William Pikering

William Pikering

American physicist, engineer who led the creation of the first American artificial Earth satellite.
Date of Birth: 24.12.1910
Country: USA

  1. William Pickering: American Physicist and Engineer
  2. Education and Academic Career
  3. Contributions to Astronomy
  4. Later Life and Legacy

William Pickering: American Physicist and Engineer

William Pickering was an American physicist and engineer who played a crucial role in the creation of the first American artificial satellite, known as the Explorer 1. Born on February 15, 1858, in Boston, Massachusetts, Pickering developed a deep passion for astronomy and space exploration from an early age.

Education and Academic Career

In 1879, Pickering graduated from the Massachusetts Institute of Technology (MIT) with a degree in physics.

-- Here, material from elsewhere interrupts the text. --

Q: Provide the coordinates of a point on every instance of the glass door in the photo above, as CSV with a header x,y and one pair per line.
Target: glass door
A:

Following his graduation, he embarked on a career in academia and joined Harvard University as a professor of astronomy in 1887. He worked at the Harvard Observatory, where his brother, astronomer Edward Pickering, served as the director.

During his tenure at Harvard, Pickering focused on the visual and photographic study of planets and other celestial bodies within the Solar System. He was particularly fascinated with Mars, conducting extensive observations that disproved the theory that the planet's dark areas were vast seas. Additionally, Pickering conducted prolonged observations of the Moon's surface, confirming the existence of landscape changes noted by other astronomers. His findings were documented in his work "The Moon" published in 1903.

Contributions to Astronomy

Pickering's contributions to the field of astronomy extended beyond the study of planets and the Moon. He discovered the ninth moon of Saturn, named Phoebe, and determined that it moved in a retrograde direction compared to other moons. Moreover, Pickering proposed the use of a rotating mirror method for measuring the speed of meteors.

Similar to Percival Lowell, Pickering was a proponent of the existence of a trans-Neptunian planet. In 1907, he published calculated data on the hypothetical planet's position. Pickering's calculations were eventually proven correct when Pluto was discovered in 1930 at the Lowell Observatory. It was later discovered that Pickering's image of Pluto had been captured in photographs taken as early as 1919, although the planet's faintness prevented its recognition at the time.

Additionally, Pickering played a crucial role in organizing observation stations worldwide. These stations were established by the Harvard Observatory in various locations, including Southern California, Peru, South Africa, and Jamaica. Furthermore, he oversaw the installation of a telescope at the Lowell Observatory near Flagstaff, Arizona.

Later Life and Legacy

Pickering retired from Harvard University in 1924 but continued his astronomical observations from Jamaica. His dedication and contributions to the field of astronomy earned him numerous accolades and honors throughout his career.

William Pickering passed away on January 17, 1938, leaving behind a lasting legacy in the field of astronomy. His groundbreaking research and discoveries continue to inspire future generations of scientists and space explorers, shaping our understanding of the universe.